The AST algorithms are capable of delivering normalized runway condition reports independent of aircraft, tire and other parameters. As the model takes into account the relevant tire parameters as well as computes the different aircraft dependent dynamic forces it is able to account for variations and deliver a normalized and meaningful runway friction condition report independent of the aircraft type, tire variations and runway surface types.

The model has been tested in operational, scientific and accident investigation contexts over the past twelve years.  It has been tested in scientific research within the Joint Winter Runway Friction Program (sponsored by NASA, FAA, JAA, Transport Canada and other research organizations).  The model was used in aircraft testing in the US, Japan, Germany and Canada.  The model also has been used in aiding accident and incident investigations where it was cross-checked against the results from proprietary simulations and models of the involved airframe manufacturers.  The reporting system has been successfully tested on several models of aircrafts from Boeing, Airbus, Bombardier, and other airframe manufacturers.
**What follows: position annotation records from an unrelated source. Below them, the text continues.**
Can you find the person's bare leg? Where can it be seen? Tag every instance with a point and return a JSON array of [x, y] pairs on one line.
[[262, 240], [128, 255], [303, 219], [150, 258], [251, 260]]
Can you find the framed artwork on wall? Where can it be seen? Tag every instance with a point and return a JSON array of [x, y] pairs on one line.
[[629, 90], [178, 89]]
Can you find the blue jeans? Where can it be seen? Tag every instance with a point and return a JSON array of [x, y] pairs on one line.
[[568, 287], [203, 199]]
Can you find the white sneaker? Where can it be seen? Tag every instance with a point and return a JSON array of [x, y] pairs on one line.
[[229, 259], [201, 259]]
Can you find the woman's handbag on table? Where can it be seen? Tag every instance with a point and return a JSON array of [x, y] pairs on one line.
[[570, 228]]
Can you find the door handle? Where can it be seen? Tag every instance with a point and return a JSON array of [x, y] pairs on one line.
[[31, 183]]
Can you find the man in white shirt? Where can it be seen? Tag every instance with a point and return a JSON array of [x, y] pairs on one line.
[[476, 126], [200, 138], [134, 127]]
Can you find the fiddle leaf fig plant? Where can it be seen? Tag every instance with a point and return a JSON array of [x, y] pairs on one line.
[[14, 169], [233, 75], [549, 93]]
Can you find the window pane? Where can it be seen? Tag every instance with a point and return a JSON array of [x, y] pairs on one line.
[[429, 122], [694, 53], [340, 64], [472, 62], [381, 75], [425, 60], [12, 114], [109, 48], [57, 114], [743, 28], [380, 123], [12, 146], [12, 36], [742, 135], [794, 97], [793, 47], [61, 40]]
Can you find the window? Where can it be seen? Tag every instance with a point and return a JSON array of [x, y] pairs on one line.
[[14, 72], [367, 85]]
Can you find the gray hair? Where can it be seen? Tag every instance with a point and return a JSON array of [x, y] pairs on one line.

In 2011, a prototyping exercise with commercial carriers, involving several different airplane types, further validated the reliability and accuracy of the computational models used in SafeLand.

Pilot reports, visual observations and ground based measurement systems are used today to estimate runway braking conditions.  All three methods are highly subjective and have proven to be inaccurate in post accident investigations.  In addition, the effect of crosswinds, temperature, type of contamination, runway surface material, aircraft design and tires dramatically impact braking conditions and are not factored into the current measurement methods.  AST is not proposing that industry participants stop using any of the existing methods.  There will be a need for these measurements at airports with infrequent landings and for the “first plane in” at the start of operations.

To our knowledge, the patented AST model is the only aircraft runway friction and braking action calculation model that takes into account the three dimensional interdependent nature of frictional, loading, and side force (cornering force) of the aircraft tire.  This is the only model that is capable to account for the differences in frictional behavior of tires based on rolling and true ground speed and calculating the interaction between the changes in tire load, cornering forces and other relevant parameters.

Modern aircraft tires are very complex, made of rubber compounds that are viscoelastic in nature, operate at high pressure with geometric and construction designs that add to their complexity.  The interaction between the tires and the rolling surface is dependent on literally hundreds of parameters including surface material type and construction, ambient temperature, tire pressure, tire material, tire design and dimensions as well as runway condition, aircraft ground speed, tire rolling speed, tire load and many other parameters.  Added to these complexities are the dynamic forces developing on the bodies of a landing aircraft effecting braking action including residual lift on the wings effecting tire loads, loading/unloading and dynamic momentum caused by the thrust/reverse-thrust of engines, side forces caused by cross winds and many others.  The combination of these two highly non-linear processes causes the calculation of the true effective braking action of landing aircraft to be a very complex and highly non-linear process.

The AST algorithm for the calculation of true available runway friction and cornering friction coefficients is based on the combination of a total energy based aircraft dynamic simulation and a proprietary non-linear frictional tire contact model.  The total energy based model aircraft simulation uses data recorded within the data management systems of the landing aircraft and effectively computes all relevant forces acting on the aircraft including aerodynamic drag; engine thrust forces, wind side loads, lift and many others.  The computed forces are used to back calculate actual generated forces acting on the aircraft tires.  These forces are used in a complete three dimensional non-linear tire model to compute the friction, cornering, rolling resistance, contaminant drag and other relevant braking condition parameters.